I don't know about that... In Labor economics 320 at the University of Michigan, we learned that unions also push for increases in the minimum wage laws - even though almost all union workers earn well-over the minimum wage - because of the ripple effect that increases in the minimum wage have for all hourly wage workers. So even though only 1.6MM workers earn min wage, and 2MM earn below min wage (representing approx 5% of all hourly wage workers in the U.S. according to the stats in the study I linked to in my other post), an increase in the minimum wage would benefit all workers. Seems like if the minimum wage increase were really that ineffective, or alternatively bad for workers (you seem to be arguing both), you wouldn't have big business all uniformly opposed to it.

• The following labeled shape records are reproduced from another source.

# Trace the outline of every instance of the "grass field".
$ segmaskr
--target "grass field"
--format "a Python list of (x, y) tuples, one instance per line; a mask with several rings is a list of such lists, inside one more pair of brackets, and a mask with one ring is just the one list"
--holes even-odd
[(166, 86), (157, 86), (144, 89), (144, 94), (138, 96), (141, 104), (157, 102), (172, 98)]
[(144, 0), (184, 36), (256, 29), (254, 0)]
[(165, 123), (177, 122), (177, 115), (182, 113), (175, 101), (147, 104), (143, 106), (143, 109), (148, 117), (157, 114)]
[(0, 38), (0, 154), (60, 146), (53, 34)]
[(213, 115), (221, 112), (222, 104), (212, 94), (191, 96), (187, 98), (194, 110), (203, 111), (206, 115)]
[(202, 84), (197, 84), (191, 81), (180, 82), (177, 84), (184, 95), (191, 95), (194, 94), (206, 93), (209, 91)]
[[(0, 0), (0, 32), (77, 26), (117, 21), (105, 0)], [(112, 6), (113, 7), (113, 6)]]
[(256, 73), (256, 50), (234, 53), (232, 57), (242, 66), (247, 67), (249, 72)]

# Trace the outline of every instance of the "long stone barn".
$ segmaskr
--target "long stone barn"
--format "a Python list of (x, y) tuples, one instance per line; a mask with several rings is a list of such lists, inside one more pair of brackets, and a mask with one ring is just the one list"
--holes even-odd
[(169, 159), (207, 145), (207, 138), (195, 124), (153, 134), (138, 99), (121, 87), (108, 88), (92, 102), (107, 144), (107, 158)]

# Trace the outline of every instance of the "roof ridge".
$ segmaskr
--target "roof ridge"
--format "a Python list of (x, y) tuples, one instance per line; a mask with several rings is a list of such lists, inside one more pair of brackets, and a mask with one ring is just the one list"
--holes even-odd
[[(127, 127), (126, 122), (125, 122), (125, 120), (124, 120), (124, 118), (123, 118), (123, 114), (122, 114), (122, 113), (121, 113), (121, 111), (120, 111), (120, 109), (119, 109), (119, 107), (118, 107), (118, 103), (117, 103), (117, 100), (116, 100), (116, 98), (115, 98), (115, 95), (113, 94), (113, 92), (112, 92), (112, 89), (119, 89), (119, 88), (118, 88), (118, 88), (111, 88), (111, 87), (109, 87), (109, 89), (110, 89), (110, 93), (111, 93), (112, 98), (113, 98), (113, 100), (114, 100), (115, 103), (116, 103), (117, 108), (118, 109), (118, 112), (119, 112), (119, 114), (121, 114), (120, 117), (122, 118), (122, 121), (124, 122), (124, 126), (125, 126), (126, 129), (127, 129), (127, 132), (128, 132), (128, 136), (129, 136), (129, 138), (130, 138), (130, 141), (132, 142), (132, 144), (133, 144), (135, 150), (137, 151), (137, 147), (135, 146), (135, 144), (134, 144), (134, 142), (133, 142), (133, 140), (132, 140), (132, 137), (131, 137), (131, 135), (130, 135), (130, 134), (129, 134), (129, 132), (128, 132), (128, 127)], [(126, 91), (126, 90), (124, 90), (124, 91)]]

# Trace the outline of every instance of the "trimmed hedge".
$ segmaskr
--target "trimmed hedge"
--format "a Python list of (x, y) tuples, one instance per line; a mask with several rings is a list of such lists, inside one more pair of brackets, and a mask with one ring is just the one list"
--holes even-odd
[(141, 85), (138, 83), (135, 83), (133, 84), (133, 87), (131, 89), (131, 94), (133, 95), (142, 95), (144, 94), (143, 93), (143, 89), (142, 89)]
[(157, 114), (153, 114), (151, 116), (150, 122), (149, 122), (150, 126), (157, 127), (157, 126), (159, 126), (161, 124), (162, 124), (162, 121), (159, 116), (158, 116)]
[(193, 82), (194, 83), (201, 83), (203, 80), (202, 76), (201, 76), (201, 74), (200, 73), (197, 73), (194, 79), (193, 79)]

Also, in the same class, as well as other upper-level economics courses, we learned that companies that can exercise market power (e.g. every large multi-national or multi-state corporation in the U.S.) are not subject to the usual supply/demand competitive pressures of the market. And, counter intuitively to the basic supply/demand graphs one learns in Econ 101, controls like price ceilings, minimum wage laws, etc. have the opposite effect on such employers, compelling them to produce more goods at lower cost or hire more workers, respectively.

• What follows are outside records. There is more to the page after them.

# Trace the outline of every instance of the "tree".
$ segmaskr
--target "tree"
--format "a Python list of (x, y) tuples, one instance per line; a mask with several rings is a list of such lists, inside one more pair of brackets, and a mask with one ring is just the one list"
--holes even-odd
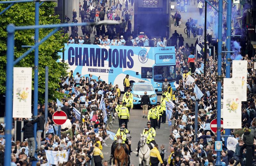
[[(9, 4), (0, 4), (0, 11), (2, 11)], [(44, 3), (39, 9), (40, 25), (59, 24), (60, 20), (58, 15), (54, 15), (54, 2)], [(25, 3), (15, 4), (0, 17), (0, 93), (5, 93), (6, 77), (6, 28), (9, 24), (16, 26), (35, 25), (35, 3)], [(46, 36), (52, 29), (40, 29), (39, 40)], [(23, 48), (22, 45), (34, 45), (34, 30), (16, 31), (15, 33), (14, 59), (21, 56), (29, 48)], [(49, 67), (49, 99), (56, 100), (56, 98), (61, 98), (62, 94), (56, 90), (60, 87), (60, 78), (67, 75), (67, 66), (64, 63), (57, 62), (60, 58), (58, 54), (66, 42), (67, 35), (62, 36), (61, 32), (59, 31), (49, 38), (39, 47), (38, 71), (38, 103), (44, 102), (45, 68)], [(15, 67), (34, 67), (34, 52), (32, 51), (18, 63)], [(34, 72), (32, 79), (34, 79)], [(8, 76), (12, 77), (12, 76)], [(32, 90), (34, 90), (34, 80), (32, 80)], [(32, 92), (32, 94), (33, 93)], [(32, 96), (32, 99), (33, 97)]]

as far as a bump in the minimum wage costing jobs, I suppose you could conceivably imagine some small mom-and-pop grocery store that hasn't already been Walmarted out of business, operating on razor thin margins, that if they were forced to pay their 16-year-old grocery baggers more than $7.25 hour, would have to simply lay some people off, and force the others to work more hours or work faster. seems like a stretch... any small business that unprofitable would probably close up shop anyway, but they may exist.